Abstract

Snapshot compressive imaging (SCI) cameras compress high-speed videos or hyperspectral images into measurement frames. However, decoding the data frames from measurement frames is compute-intensive. Existing state-of-the-art decoding algorithms suffer from low decoding quality or heavy running time or both, which are not practical for real-time applications. In this article, we exploit the powerful learning ability of deep neural networks (DNN) and propose a novel tensor fast iterative shrinkage-thresholding algorithm net (Tensor FISTA-Net) as a real-time decoder for SCI cameras. Since SCI cameras have an accurate physical model, we can trade training time for the decoding time by generating abundant synthetic data and training a decoder on the cloud.
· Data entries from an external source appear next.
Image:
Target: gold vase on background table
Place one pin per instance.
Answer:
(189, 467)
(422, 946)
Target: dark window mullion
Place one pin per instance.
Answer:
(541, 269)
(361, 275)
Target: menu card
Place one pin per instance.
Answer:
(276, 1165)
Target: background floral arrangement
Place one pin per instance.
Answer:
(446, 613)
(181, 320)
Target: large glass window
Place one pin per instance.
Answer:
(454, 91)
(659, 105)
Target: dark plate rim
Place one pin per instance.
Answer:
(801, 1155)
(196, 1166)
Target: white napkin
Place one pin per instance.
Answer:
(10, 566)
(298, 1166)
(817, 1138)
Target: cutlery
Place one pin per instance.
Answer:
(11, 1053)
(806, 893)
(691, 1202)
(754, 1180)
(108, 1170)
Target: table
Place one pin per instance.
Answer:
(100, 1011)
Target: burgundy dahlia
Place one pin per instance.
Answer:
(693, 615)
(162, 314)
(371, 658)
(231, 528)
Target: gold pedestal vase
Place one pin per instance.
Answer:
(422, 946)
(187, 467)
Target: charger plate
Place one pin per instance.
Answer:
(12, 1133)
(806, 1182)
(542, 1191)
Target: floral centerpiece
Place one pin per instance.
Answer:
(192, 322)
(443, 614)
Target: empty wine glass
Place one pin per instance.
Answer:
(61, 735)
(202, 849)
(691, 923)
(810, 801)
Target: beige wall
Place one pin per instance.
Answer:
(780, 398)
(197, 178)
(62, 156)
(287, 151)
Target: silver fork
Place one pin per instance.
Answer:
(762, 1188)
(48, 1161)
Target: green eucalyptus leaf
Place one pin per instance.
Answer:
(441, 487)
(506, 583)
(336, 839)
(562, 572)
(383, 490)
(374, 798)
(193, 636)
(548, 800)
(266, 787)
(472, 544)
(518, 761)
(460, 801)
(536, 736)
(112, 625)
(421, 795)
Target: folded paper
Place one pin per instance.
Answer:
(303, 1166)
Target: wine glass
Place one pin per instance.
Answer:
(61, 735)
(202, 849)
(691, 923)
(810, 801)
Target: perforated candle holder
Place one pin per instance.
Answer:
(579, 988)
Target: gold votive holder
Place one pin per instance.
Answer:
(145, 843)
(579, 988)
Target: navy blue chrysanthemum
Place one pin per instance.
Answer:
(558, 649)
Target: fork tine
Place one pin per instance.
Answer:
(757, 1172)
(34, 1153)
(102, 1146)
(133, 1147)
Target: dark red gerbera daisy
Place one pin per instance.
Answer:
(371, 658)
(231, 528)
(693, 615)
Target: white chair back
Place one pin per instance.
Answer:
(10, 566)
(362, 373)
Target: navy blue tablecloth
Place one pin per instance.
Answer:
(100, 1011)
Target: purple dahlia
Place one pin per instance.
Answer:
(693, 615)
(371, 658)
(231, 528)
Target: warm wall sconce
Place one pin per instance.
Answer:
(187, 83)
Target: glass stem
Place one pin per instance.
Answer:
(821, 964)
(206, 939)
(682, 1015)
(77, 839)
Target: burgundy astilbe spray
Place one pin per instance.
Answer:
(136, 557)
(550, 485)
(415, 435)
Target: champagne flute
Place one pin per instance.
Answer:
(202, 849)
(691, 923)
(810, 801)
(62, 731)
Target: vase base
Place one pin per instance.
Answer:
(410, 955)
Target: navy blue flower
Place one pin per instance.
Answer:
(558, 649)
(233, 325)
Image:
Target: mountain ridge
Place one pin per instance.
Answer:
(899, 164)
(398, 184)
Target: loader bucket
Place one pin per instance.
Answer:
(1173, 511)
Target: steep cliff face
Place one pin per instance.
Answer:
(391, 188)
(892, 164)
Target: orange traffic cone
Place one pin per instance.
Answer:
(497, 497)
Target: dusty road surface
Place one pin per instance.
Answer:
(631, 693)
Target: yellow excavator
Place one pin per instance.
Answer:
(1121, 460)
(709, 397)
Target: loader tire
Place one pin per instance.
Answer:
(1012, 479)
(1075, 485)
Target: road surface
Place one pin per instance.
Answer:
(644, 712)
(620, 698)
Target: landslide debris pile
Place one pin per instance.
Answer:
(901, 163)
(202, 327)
Tensor FISTA-Net not only learns a sparse representation of the frames through convolution layers but also reduces the decoding time and memory consumption significantly through tensor operations, which makes Tensor FISTA-Net an appropriate approach for a real-time decoder. Our proposed Tensor FISTA-Net obtains an average PSNR improvement of 0.79-2.84 dB (video images) and 2.61-4.43 dB (hyperspectral images) over the state-of-the-art algorithms, along with more clear and detailed visual results on real SCI datasets, Hammer and Wheel, respectively. Our Tensor FISTA-Net reaches 45 frames per second in video datasets and 70 frames per second in hyperspectral datasets, meeting the real-time requirement. Besides, the trained model occupies only a 12 -MB memory footprint, making it applicable to real-time Internet of Things (IoT) applications.